My father sings loudly over the rushing water along with Louis Armstrong:
“Two drifters, off to see the world
There’s such a lot of world to see.
We’re after the same
Rainbow’s end
Waiting round the bend,
My huckleberry friend,
Moon River and me.”
He raises a shiny trumpet to his lips, bends his knees, and blows. Beads of sweat fall down his face. He wipes his brow with an imaginary rag.
Part Four
I expect there’ll be rain today,” she says, flexing her arthritic fingers as we look out the back window onto the smoldering landscape.
“Oh, I don’t know, Grandma.” I smile at her. To me the farm sky looks like it’s going to hold back, going to deny the open-throated hens, the crippled corn, the old women.
“We’ll see,” she says, her eyes closed. It looks as if she’s trying to gather the strength to go on. In the darkness she pictures three white pillars. She opens her eyes, forcing herself back to the scene, back to the breeze and its empty promise, back to the weeping willows sucking stones from dirt, the panting dogs, the neighbor’s slow gaze, the memory of water lulling everything to sleep. She clears her throat, opens and shuts her hands. It’s as if those bony fingers extend out past the glass onto the earth as row s of crops. If she could only do something — she draws her fingers in, folds her hands, and puts them in her lap. The tomatoes bleed into the ground. The basil dries on its stalk. Peas shrivel. Trees shrink to shrubs. The scorpion moves in, the tortoise, the lizard glitters in the sun. Humps grow on the backs of dogs until they are camels. When I turn around, the soil has turned to sand. When I turn again, the rosebush is a cactus.
“It’s so hot, Grandma. If I was a snake I’d leave my skin.”
“Be sensible,” she says. Her voice is as old as the sand. Her throat is the bark of oaks.
“I think I’d like to take a long, cool bath”—water gushing up to the top of the tub, overflowing when I reach for the soap; water hitting my thighs, circling my knees.
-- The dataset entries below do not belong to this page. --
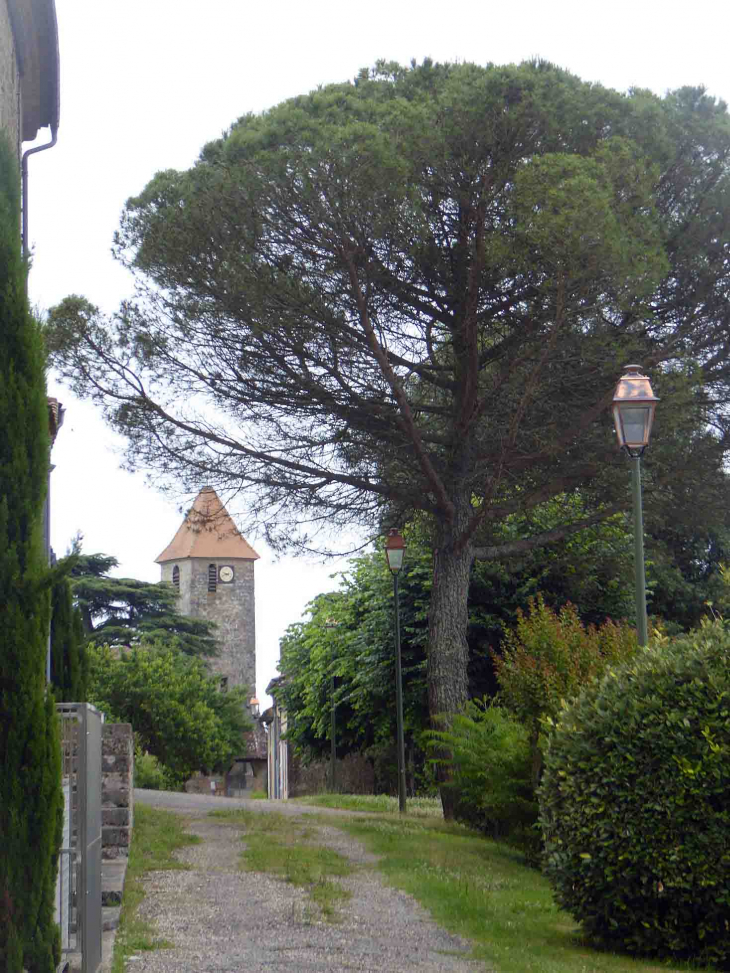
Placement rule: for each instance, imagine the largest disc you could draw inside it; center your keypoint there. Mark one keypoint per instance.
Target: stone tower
(211, 565)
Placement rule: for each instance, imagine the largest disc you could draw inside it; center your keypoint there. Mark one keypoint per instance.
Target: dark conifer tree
(30, 786)
(68, 659)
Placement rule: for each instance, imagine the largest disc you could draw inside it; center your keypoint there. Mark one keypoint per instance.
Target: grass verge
(417, 807)
(286, 847)
(482, 890)
(155, 836)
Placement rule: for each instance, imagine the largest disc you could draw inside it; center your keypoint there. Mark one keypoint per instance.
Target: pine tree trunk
(448, 653)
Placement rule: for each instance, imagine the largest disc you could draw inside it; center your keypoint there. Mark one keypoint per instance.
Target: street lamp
(332, 623)
(634, 405)
(394, 549)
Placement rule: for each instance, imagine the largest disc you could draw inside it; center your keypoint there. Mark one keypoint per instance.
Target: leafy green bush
(635, 802)
(489, 759)
(174, 705)
(549, 657)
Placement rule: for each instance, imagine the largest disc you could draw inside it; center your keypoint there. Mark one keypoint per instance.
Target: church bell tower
(211, 565)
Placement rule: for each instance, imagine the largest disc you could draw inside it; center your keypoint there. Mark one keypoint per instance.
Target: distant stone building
(212, 566)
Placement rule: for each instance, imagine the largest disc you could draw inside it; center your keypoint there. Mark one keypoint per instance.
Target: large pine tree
(30, 788)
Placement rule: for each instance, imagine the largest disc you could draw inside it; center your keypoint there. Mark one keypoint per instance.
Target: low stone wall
(117, 793)
(212, 786)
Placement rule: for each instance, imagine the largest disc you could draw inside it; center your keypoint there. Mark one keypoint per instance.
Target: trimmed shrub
(548, 658)
(31, 800)
(635, 802)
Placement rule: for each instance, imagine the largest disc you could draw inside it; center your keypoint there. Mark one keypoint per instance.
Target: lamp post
(634, 405)
(332, 624)
(394, 549)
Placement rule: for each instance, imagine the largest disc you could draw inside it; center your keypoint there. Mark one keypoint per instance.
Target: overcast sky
(145, 83)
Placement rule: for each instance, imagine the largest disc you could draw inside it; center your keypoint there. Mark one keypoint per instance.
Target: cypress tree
(68, 658)
(31, 803)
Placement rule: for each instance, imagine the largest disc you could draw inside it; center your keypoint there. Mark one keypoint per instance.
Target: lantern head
(394, 549)
(634, 404)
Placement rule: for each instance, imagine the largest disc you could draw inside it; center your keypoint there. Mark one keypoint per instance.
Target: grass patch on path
(155, 836)
(482, 890)
(418, 807)
(286, 847)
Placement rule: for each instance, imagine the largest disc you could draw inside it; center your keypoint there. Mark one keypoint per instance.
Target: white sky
(145, 83)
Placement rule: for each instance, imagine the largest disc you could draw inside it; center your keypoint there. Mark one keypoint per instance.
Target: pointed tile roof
(208, 531)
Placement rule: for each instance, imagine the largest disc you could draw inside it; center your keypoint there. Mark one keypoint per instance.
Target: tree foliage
(490, 771)
(174, 705)
(31, 801)
(125, 610)
(349, 637)
(414, 294)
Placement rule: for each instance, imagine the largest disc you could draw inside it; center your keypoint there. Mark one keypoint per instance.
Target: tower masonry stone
(212, 566)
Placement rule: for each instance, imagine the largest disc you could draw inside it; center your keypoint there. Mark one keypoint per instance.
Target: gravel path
(223, 920)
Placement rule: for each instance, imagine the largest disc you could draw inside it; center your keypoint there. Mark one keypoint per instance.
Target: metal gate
(78, 889)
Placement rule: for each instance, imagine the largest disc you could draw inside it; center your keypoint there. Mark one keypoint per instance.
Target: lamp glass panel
(395, 558)
(635, 424)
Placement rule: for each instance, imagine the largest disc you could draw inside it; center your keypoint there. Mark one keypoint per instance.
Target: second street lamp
(634, 405)
(394, 549)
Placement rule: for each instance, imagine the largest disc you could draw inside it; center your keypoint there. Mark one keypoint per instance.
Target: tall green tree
(68, 655)
(31, 802)
(414, 294)
(125, 610)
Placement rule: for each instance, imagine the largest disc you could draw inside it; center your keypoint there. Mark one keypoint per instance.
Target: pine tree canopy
(414, 293)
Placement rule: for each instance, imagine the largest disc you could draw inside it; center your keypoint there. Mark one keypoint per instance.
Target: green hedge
(635, 802)
(30, 773)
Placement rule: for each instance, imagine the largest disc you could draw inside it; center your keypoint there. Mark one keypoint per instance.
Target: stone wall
(117, 794)
(9, 81)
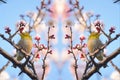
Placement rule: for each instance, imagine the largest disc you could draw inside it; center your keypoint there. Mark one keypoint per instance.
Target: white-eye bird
(26, 44)
(94, 43)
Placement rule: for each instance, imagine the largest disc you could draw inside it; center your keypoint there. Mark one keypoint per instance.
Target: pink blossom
(82, 37)
(82, 55)
(69, 51)
(7, 30)
(50, 51)
(37, 38)
(21, 29)
(67, 36)
(112, 30)
(37, 56)
(52, 37)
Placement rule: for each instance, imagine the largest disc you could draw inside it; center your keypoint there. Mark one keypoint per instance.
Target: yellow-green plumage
(94, 43)
(26, 44)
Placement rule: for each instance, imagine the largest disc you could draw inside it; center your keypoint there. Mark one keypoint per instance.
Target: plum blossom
(115, 76)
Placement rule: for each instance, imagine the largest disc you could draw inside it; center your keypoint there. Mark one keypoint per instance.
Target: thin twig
(14, 61)
(75, 59)
(100, 64)
(115, 67)
(44, 59)
(4, 67)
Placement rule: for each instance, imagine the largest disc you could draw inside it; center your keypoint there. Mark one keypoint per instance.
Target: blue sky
(9, 15)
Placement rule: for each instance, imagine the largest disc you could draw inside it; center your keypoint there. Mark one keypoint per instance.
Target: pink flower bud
(98, 29)
(82, 55)
(7, 30)
(82, 37)
(37, 56)
(50, 51)
(52, 37)
(37, 38)
(67, 36)
(112, 30)
(69, 51)
(21, 29)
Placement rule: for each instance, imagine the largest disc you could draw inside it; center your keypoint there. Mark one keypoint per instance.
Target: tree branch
(100, 64)
(4, 67)
(14, 61)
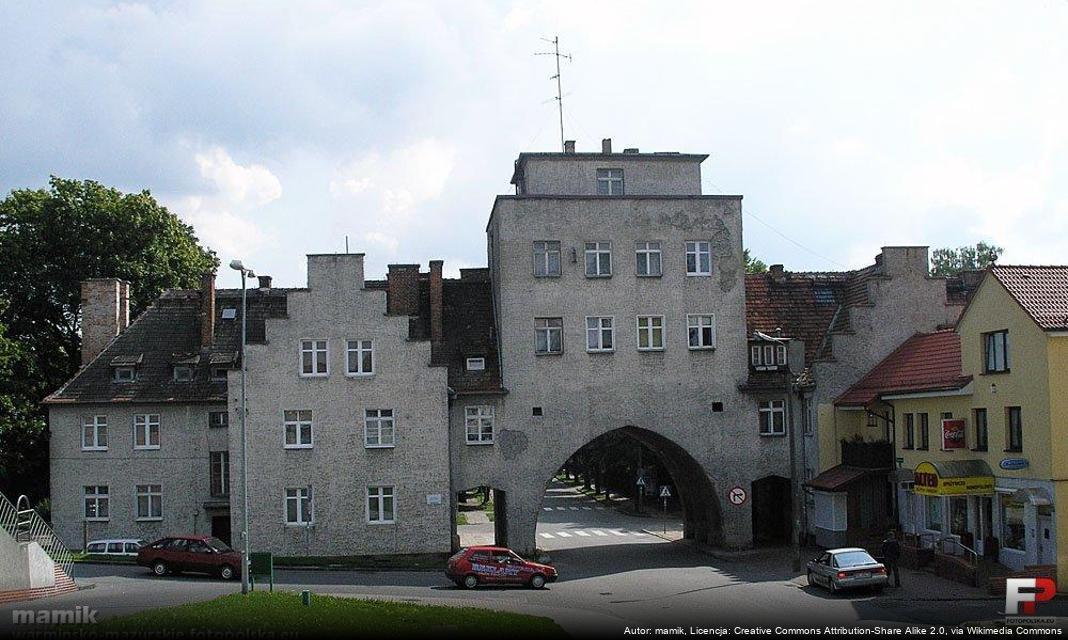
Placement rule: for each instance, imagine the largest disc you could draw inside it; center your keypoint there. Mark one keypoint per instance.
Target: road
(610, 580)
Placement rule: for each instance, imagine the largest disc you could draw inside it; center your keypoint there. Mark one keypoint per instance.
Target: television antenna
(560, 91)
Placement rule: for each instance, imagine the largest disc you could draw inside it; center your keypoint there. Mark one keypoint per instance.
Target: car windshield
(853, 559)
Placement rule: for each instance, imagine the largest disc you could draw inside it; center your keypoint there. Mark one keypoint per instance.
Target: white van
(124, 546)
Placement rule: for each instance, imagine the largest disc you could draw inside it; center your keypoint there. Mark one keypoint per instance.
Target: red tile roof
(924, 362)
(1042, 292)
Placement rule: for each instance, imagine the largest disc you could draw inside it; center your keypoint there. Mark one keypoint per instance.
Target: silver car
(846, 568)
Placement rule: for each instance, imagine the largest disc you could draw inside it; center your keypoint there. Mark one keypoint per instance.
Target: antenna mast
(560, 91)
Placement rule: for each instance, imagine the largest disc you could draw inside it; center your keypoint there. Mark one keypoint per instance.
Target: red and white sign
(953, 433)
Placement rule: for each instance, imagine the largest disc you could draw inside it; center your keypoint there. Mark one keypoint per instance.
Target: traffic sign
(737, 496)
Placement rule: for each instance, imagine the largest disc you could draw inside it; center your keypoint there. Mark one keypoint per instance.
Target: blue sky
(278, 128)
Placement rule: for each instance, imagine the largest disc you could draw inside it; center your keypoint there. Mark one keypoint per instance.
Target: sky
(279, 128)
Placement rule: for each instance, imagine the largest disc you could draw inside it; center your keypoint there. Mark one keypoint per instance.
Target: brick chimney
(105, 313)
(207, 309)
(436, 317)
(403, 291)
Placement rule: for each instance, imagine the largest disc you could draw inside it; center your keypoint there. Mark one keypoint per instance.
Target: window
(773, 418)
(146, 431)
(478, 423)
(150, 502)
(381, 508)
(94, 433)
(610, 182)
(932, 512)
(648, 259)
(598, 260)
(219, 472)
(360, 357)
(650, 332)
(547, 259)
(924, 432)
(298, 505)
(980, 430)
(96, 503)
(699, 258)
(298, 430)
(125, 374)
(702, 331)
(378, 428)
(1014, 427)
(313, 358)
(995, 352)
(600, 333)
(548, 336)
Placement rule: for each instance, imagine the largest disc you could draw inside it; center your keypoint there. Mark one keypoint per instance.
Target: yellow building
(978, 418)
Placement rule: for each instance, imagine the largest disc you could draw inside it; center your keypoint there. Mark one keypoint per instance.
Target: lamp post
(237, 266)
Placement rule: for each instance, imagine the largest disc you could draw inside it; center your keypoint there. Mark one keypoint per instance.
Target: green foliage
(50, 240)
(949, 262)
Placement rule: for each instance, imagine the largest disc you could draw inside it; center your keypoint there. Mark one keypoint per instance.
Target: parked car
(847, 567)
(496, 565)
(195, 553)
(119, 546)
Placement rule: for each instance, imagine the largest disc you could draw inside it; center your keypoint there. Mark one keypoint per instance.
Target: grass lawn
(282, 612)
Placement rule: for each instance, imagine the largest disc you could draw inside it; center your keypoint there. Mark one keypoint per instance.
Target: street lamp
(238, 266)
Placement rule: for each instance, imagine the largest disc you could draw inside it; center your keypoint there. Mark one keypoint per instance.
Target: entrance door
(220, 528)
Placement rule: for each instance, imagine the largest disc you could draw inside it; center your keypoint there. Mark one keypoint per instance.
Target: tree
(753, 265)
(50, 240)
(949, 262)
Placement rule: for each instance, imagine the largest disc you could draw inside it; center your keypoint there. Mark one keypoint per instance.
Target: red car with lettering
(472, 566)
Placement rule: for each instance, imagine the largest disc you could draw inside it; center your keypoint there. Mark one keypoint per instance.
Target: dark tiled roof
(1042, 292)
(168, 333)
(924, 362)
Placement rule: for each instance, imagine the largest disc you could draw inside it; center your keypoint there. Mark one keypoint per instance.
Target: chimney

“Grandma, it’s so hot. I think I’d like to go to the grocery store and stand next to the frozen foods for a while. I wish I was a TV dinner! I wish I was a fish stick!”
“Vanessa, be sensible,” she says. It sounds like a plea.
My grandmother was all good sense. A beautiful plant flowered at the base of her brain: broad-leaved, hardy, dark green. If she could have seen it, it would have pleased her, but of course she could not. She did not have the eyes for it. Only at the end was it replaced by something else — something more dense, rounded, almost luminous, something harder. I watched it happen: the flower fold into itself, the leaves curl back into the seed, the seed explode. Then my grandmother, strong willed, confident, grew backward into some tentative future and was frightened. But that was only much later.